Tarih makarasını geçmişe, 10-11 Aralık 2020 tarihinde yapılan AB Ülkeleri Devlet Başkanları Zirvesi'ne saralım...
O zirvede Türkiye'ye dönük ambargo tehditlerinin pek karşılığı olmadığı ortaya çıkmıştı.
Nitekim Türkiye'nin Doğu Akdeniz faaliyetlerine dönük olarak yapılan yaptırımlar şirket ve kişilerle sınırlı kalmıştı.
Zirveye giderken AB ülkelerinin üst düzey yetkililerinden gelen tehditler ise son derece sertti.
Sonra daha iyi anlaşıldığı üzere ambargo konusunda AB ülkelerinde öncelikle amaç birliği yoktu.
Her şey bir yana bir tek ülke ambargoyu kabul etmediğinde işleyiş gereği karar çıkmıyordu.
Polonya ve Macaristan başından itibaren ambargoya karşıydı.
Almanya ve İtalya ise açık çıkar ilişkileri nedeniyle ambargo kararlarının çıkmamasında asıl etki sahibi ülkelerdi.
Geriye Fransa, Avusturya, Yunanistan ve Güney Kıbrıs kalıyordu ki Başkan Macron'un onca iddialı söylemine karşın Fransa da geri çekilecekti.
NATO Genel Sekreteri Jens Stoltenberg'in zirvenin sonlarına doğru "farklı yaklaşımların olduğu yeni NATO konseptinin tartışılması" minvalindeki açıklaması Fransa'nın geri çekilmesini sağlamıştı.

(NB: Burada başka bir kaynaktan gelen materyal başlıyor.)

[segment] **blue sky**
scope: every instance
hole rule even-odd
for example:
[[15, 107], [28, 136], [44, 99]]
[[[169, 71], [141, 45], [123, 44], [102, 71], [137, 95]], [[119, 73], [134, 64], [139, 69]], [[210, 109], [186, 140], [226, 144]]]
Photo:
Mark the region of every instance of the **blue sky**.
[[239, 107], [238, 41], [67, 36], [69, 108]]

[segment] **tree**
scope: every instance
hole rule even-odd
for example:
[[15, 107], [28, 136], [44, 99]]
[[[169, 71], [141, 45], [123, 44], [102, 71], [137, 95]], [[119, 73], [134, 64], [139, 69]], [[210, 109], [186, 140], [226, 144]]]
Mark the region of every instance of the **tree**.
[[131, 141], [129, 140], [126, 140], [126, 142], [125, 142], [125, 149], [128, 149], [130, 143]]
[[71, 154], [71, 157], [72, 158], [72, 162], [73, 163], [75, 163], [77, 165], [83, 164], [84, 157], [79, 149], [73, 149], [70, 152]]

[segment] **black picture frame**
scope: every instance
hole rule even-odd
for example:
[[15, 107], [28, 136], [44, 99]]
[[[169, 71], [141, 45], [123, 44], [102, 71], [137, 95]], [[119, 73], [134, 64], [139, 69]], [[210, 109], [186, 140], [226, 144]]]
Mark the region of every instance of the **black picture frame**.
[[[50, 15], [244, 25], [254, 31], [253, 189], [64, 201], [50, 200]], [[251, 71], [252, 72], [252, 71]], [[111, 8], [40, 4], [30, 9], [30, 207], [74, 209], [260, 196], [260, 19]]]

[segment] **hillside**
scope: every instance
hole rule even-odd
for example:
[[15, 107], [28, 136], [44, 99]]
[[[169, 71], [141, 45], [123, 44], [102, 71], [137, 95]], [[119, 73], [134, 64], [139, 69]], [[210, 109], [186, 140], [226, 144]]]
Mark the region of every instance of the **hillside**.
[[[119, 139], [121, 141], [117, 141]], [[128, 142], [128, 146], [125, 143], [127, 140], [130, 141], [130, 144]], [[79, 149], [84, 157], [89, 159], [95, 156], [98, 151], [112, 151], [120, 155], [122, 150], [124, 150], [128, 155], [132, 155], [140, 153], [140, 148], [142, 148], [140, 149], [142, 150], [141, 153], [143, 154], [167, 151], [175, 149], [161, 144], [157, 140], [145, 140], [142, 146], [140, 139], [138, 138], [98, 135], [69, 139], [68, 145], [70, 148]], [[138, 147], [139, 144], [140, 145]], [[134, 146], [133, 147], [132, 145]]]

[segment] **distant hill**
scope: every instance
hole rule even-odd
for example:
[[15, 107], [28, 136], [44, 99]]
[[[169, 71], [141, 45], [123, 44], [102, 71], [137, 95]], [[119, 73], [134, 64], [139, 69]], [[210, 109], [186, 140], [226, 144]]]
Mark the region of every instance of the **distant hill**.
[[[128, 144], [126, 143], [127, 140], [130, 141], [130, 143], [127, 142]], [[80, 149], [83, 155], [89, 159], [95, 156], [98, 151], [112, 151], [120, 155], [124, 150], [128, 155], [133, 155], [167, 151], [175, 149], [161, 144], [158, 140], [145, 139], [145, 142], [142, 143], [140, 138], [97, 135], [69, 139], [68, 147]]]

Sadece ambargo konusunda değil, yeni Nato konseptinin tartışılmasıyla ilgili de farklı yaklaşımlar vardı.
O dönemde ambargo ve benzeri kararların "NATO'nun askeri ve politik geleceğine dair stratejik vizyonunun onaylanacağı" 25-26 Mart'ta yapılacak NATO Liderler Zirvesi toplantısında konuşulacağı açıklanmıştı.

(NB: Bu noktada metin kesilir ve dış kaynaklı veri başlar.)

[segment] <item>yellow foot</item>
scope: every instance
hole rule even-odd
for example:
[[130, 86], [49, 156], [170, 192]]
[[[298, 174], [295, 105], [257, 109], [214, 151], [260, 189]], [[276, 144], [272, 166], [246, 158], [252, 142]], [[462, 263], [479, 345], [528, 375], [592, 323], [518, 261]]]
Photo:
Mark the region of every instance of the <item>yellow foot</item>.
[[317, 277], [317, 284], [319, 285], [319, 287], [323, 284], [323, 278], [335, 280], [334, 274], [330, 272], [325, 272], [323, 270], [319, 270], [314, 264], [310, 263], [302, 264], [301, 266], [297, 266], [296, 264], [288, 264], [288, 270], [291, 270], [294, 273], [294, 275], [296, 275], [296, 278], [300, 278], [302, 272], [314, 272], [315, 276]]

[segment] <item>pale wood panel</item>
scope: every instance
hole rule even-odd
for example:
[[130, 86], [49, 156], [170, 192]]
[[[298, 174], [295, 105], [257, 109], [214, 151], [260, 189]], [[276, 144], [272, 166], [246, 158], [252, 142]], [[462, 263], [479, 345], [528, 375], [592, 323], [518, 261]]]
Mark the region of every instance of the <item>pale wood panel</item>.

Bu toplantıda Biden'in başkanlığı ve görüşleri göz önüne alınarak, Amerika ve AB ülkelerinin NATO içindeki ilişkilerinin onarılması da konuşulacaktı.
10-11 Aralık 2020 AB Liderler Zirvesi'nde hazırlanan bildirgede, "NATO'da kararların nitelikli çoğunlukla alınması, NATO'nun sadece askeri değil aynı zamanda politik stratejiler belirleyerek uygulaması ve AB bünyesinde oluşturulacak ordunun NATO ile tam ittifak içerisinde çalışması" gibi kararların değerlendirmesi 25-26 Mart'ta yapılacak liderler zirvesinde yapılacaktı.

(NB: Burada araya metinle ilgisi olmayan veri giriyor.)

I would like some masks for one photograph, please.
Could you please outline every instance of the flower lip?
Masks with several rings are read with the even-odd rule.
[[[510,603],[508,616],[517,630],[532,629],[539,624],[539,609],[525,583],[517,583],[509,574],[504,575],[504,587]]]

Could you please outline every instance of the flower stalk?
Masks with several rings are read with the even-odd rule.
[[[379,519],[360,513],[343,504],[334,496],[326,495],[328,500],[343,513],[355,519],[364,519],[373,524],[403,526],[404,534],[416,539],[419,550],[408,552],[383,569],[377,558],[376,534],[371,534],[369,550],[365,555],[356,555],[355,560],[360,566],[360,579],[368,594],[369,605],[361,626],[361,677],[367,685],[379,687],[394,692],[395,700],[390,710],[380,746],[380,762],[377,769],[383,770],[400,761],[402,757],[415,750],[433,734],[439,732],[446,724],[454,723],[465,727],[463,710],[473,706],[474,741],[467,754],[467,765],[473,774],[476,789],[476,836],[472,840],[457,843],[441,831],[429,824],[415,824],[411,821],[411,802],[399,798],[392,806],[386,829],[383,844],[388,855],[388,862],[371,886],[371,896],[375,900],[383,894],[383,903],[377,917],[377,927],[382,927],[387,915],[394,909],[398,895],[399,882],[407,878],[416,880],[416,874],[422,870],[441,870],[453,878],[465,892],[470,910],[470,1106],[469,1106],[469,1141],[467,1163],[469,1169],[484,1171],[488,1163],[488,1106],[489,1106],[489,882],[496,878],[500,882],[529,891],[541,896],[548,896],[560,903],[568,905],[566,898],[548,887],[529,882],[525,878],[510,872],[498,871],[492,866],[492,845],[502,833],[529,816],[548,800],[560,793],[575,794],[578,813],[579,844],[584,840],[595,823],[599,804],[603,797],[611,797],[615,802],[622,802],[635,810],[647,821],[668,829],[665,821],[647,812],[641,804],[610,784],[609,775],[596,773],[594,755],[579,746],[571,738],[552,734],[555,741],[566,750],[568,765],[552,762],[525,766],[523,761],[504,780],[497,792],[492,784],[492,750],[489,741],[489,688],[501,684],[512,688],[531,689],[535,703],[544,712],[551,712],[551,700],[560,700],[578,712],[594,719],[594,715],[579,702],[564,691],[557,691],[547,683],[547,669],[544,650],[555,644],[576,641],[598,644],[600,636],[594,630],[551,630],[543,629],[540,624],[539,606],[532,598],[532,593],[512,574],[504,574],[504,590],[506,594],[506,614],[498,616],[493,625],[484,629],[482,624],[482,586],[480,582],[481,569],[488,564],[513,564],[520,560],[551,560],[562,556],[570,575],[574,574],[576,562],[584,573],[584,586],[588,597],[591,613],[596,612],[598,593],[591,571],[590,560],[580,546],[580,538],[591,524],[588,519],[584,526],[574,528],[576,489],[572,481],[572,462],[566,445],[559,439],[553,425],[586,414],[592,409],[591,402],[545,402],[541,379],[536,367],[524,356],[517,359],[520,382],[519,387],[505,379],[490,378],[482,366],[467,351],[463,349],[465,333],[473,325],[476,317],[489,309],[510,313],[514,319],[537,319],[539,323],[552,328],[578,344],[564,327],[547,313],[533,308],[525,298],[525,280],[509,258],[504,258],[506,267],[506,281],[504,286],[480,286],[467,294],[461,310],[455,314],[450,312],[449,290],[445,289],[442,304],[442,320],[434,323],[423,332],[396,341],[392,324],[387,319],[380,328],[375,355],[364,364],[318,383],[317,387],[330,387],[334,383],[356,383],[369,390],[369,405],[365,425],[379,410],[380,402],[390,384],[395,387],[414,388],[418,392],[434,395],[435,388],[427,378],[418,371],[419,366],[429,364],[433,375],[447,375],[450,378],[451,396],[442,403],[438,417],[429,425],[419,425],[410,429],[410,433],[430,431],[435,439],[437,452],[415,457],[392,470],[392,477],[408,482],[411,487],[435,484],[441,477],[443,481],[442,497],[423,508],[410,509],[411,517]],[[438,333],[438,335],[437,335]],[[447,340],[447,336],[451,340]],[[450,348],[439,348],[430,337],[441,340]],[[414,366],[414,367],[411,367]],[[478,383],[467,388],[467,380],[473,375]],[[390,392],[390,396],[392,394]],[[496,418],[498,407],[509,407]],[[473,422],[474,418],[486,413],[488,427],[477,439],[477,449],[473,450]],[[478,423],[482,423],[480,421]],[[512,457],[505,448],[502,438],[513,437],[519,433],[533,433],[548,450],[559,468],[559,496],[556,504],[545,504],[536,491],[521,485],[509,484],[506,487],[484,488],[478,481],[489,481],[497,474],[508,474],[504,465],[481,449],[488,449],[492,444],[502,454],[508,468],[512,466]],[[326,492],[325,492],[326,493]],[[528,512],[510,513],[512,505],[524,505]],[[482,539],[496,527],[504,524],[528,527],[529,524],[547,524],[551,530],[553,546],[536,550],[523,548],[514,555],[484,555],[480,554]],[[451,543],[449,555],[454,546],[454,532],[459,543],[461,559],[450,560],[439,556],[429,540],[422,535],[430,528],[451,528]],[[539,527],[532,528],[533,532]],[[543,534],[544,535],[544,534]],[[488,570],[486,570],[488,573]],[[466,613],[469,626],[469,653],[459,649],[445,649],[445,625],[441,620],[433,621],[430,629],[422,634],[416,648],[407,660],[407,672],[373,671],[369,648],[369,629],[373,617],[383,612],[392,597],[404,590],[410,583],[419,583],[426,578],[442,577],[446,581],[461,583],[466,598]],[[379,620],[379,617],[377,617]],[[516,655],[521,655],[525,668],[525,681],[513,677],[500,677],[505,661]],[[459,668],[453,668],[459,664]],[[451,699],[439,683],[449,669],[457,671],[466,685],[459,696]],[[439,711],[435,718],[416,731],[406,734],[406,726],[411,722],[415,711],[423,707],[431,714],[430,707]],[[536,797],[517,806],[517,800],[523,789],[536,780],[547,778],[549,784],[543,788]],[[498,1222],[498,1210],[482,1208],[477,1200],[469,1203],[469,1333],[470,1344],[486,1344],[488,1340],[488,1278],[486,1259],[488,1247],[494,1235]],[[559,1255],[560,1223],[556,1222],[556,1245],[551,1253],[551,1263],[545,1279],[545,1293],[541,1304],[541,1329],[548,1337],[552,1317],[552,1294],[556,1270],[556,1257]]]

Çok farklı bir gelişme ve bir sürpriz olmazsa bunun beklenen sonucu NATO kararlarının alınmasında oybirliği sisteminin yerine 'nitelikli çoğunluk' sisteminin ikame edilmesi olacaktı.
Bütün bunlardan çıkarılabilecek sonuç AB ülkelerinin, 25-26 Mart'ta yapılacak Liderler Zirvesi'ne kadar olan süre içinde Biden yönetimi ile ortak hareket etme konseptinde anlaşma amacında olduğu idi.
AB içinde Almanya…
10-11 Aralık 2020 AB Liderler Zirvesi sürecinde ortaya çıkan bir sonuç, aslında Almanya'nın Mart 25-26'da yapılacak NATO Liderler Zirvesi'nde de farklı bir tutum takınmayacağı idi.
Bu onun Türkiye ile "açık siyaset" ve "müzakere siyaseti" ile süreci götüreceği anlamına geliyordu.
Bunun somut ifadesi başta Almanya olmak üzere AB ülkeleri Türkiye'ye karşı tam üyelik siyasetini değil de, 'yararlı ayrıcalık' ya da "imtiyazlı ortaklık" gibi ekonomik çıkar ilişkilerini gözeten pragmatist siyaset izleyeceği, haklar ve özgürlükler siyasetinin gündemin alt sıralarına düşeceği idi.
Hep böyle yapılmamış mıydı zaten?
Bunun nedenlerine gelince ...
'Almanya'da 1,9 milyonu Alman vatandaşı olmuş, 3,2 milyon Türkiyeli yaşıyordu. Bunun 1,6 milyonu Türkiye'ye geliş-gidiş ve ayrıca göç hareketi içindeydi. Bu rakamın önemli bir kesimi de muhafazakâr -İslamcı ve milliyetçi çevrelere mensuptu.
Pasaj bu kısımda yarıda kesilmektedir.